On Concentra reviews they proposed to recover damages back to 1989. On computer reviews they set no time limit.
They offered Sallie Lewis and Maria Hernandez as class representatives.
The insurer had reduced three claims of Hernandez from $75 each to $69 each, for a total dispute of $18.
Bozarth's answer opposed class certification, arguing that the claims of the plaintiffs and the rest of the proposed class vary substantially.
He wrote that Farmers Insurance Exchange did not belong in the case because it did not issue the policies that were the subjects of the complaint.
He wrote that the expenses the plaintiffs sought were not reasonable or necessary and that they were not related to a covered accident.
He wrote that the claims of Lewis and many members of the proposed class were barred by arbitration, appraisal or alternative dispute resolution.

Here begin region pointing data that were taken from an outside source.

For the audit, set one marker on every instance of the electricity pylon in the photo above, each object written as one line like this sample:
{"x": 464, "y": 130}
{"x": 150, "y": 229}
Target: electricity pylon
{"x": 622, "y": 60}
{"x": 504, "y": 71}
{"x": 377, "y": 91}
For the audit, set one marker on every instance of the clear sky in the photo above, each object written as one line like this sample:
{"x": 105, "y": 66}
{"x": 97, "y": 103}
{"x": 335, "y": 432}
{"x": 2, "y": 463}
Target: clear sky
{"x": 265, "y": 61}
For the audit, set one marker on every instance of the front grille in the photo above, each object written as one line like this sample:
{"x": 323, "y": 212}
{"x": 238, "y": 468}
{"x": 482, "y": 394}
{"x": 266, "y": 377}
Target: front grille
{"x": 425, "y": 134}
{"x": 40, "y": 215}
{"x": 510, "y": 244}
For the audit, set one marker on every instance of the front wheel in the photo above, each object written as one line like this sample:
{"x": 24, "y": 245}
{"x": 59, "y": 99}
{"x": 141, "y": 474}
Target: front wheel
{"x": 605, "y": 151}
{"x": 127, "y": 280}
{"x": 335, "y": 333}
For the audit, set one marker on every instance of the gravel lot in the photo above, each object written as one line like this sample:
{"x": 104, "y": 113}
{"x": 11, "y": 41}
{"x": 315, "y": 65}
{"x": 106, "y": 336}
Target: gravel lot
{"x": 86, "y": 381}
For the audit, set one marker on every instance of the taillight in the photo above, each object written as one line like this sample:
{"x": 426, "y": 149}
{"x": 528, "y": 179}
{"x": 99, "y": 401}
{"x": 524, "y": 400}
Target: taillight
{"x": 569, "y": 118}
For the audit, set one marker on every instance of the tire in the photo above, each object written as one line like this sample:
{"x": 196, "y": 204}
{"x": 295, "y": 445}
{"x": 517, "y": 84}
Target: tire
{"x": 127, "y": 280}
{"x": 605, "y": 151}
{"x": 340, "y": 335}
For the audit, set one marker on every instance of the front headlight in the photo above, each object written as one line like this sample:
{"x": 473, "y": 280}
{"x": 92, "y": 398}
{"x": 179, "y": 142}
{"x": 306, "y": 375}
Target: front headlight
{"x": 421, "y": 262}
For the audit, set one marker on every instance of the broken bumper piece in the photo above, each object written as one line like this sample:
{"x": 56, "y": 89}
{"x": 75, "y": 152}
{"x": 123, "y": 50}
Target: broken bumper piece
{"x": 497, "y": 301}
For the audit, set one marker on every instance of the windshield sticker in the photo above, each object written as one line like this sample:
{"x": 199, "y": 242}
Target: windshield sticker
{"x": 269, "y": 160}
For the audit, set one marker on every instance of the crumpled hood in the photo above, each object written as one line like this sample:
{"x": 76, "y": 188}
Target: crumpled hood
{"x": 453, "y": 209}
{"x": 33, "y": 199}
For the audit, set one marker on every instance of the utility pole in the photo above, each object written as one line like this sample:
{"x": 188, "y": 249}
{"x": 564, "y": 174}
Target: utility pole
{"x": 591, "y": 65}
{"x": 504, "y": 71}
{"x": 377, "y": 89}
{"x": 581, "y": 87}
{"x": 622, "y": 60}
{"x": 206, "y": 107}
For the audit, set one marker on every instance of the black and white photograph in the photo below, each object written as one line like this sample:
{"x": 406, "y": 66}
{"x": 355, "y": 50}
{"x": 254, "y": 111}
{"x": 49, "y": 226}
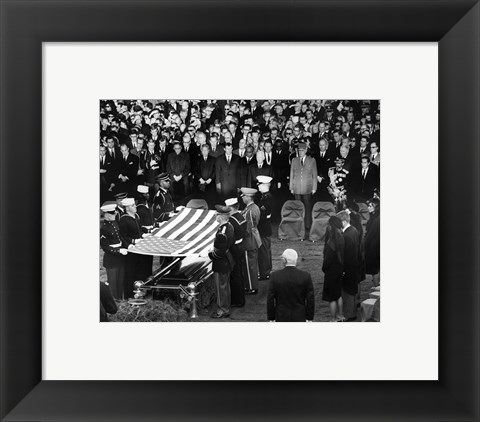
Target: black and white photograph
{"x": 239, "y": 210}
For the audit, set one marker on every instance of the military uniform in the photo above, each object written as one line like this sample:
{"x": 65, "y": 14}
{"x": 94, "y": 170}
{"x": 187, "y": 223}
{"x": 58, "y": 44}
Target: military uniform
{"x": 131, "y": 231}
{"x": 251, "y": 213}
{"x": 238, "y": 251}
{"x": 113, "y": 261}
{"x": 162, "y": 205}
{"x": 222, "y": 265}
{"x": 265, "y": 229}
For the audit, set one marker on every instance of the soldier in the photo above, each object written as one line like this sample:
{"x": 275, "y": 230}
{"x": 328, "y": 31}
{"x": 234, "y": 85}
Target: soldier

Then Bozarth unloaded heavy lumber.
"Plaintiffs and the putative class members have misrepresented the underlying facts, character, nature, extent or amount of their claims," he wrote.
"Plaintiff and the putative class members have engaged in collusive conduct which bars or limits recovery in this matter.
"The claims of plaintiffs and the putative class members are barred or limited by the insureds' or claimants' contributory bad faith or contributory conduct.
"Plaintiffs and the putative class members do not have clean hands in bringing this action."
He wrote that they failed to name a necessary party, apparently meaning Concentra.
Covering all bases, Bozarth moved for transfer to a more convenient forum, demanded a jury trial and prayed for dismissal.
Stack has not set a hearing in the case.